We have a large collection of python code that takes some input and produces some output.
We would like to guarantee that, given the identical input, we produce identical output regardless of python version or local environment. (e.g. whether the code is run on Windows, Mac, or Linux, in 32-bit or 64-bit)
We have been enforcing this in an automated test suite by running our program both with and without the -R
option to python and comparing the output, assuming that would shake out any spots where our output accidentally wound up dependent on iteration over a dict
. (The most common source of non-determinism in our code)
However, as we recently adjusted our code to also support python 3, we discovered a place where our output depended in part on iteration over a dict
that used int
s as keys. This iteration order changed in python3 as compared to python2, and was making our output different. Our existing tests (all on python 2.7) didn't notice this. (Because -R
doesn't affect the hash of int
s) Once found, it was easy to fix, but we would like to have found it earlier.

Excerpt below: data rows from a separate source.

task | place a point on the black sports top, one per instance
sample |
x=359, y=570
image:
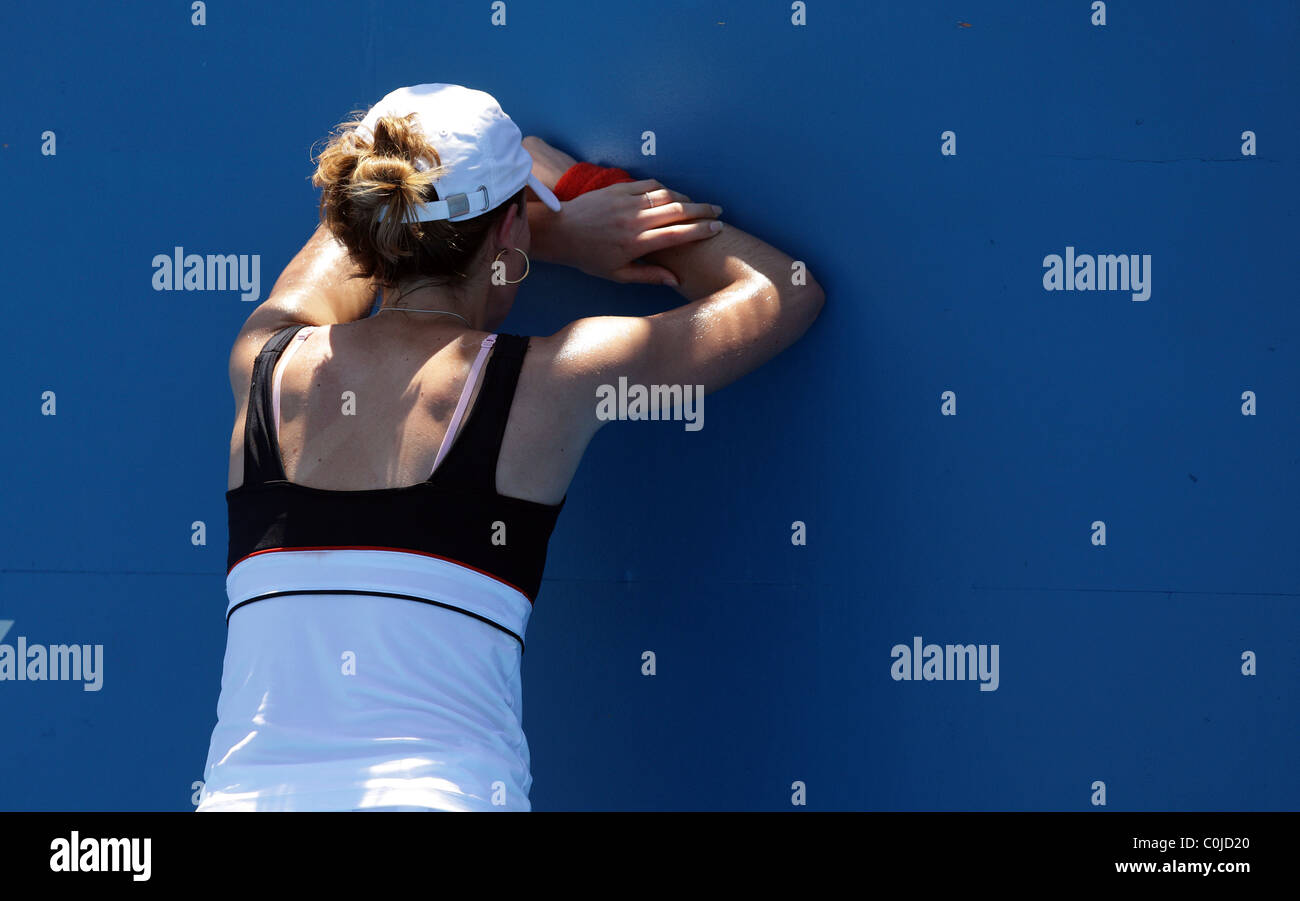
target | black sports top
x=450, y=515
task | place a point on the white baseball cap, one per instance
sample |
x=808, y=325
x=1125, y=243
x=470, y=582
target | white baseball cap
x=480, y=146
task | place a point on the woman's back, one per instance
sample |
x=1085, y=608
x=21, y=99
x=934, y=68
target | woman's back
x=342, y=693
x=367, y=406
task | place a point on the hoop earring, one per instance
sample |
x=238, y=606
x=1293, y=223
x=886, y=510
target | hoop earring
x=527, y=265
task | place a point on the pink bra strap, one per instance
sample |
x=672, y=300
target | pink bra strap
x=464, y=399
x=280, y=371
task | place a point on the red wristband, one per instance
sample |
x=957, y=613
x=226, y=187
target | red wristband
x=583, y=177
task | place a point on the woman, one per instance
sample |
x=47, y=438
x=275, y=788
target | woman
x=395, y=477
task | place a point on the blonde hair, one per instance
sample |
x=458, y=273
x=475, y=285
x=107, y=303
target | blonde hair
x=362, y=174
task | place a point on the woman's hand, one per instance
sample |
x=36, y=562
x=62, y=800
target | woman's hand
x=605, y=233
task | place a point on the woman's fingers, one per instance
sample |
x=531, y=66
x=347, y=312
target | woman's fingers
x=675, y=212
x=671, y=235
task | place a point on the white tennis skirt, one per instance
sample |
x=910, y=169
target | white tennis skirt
x=358, y=701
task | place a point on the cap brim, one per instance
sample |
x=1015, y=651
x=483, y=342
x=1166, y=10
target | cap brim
x=544, y=193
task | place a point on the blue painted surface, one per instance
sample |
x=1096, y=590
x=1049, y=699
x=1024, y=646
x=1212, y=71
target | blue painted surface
x=1117, y=663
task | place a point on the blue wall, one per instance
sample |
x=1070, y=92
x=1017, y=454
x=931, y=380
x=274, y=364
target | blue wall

Is there any way to further stress-test our code and give us confidence that we've ferreted out all places where we end up implicitly depending on something that will possibly be different across python versions/environments? I think that something like -R
or PYTHONHASHSEED
that applied to numbers as well as to str
, bytes
, and datetime
objects could work, but I'm open to other approaches. I would however like our automated test machine to need only a single python version installed, if possible.
Another acceptable alternative would be some way to run our code with pypy tweaked so as to use a different order when iterating items out of a dict
; I think our code runs on pypy, though it's not something we've ever explicitly supported. However, if some pypy expert gives us a way to tweak dictionary iteration order on different runs, it's something we'll work towards.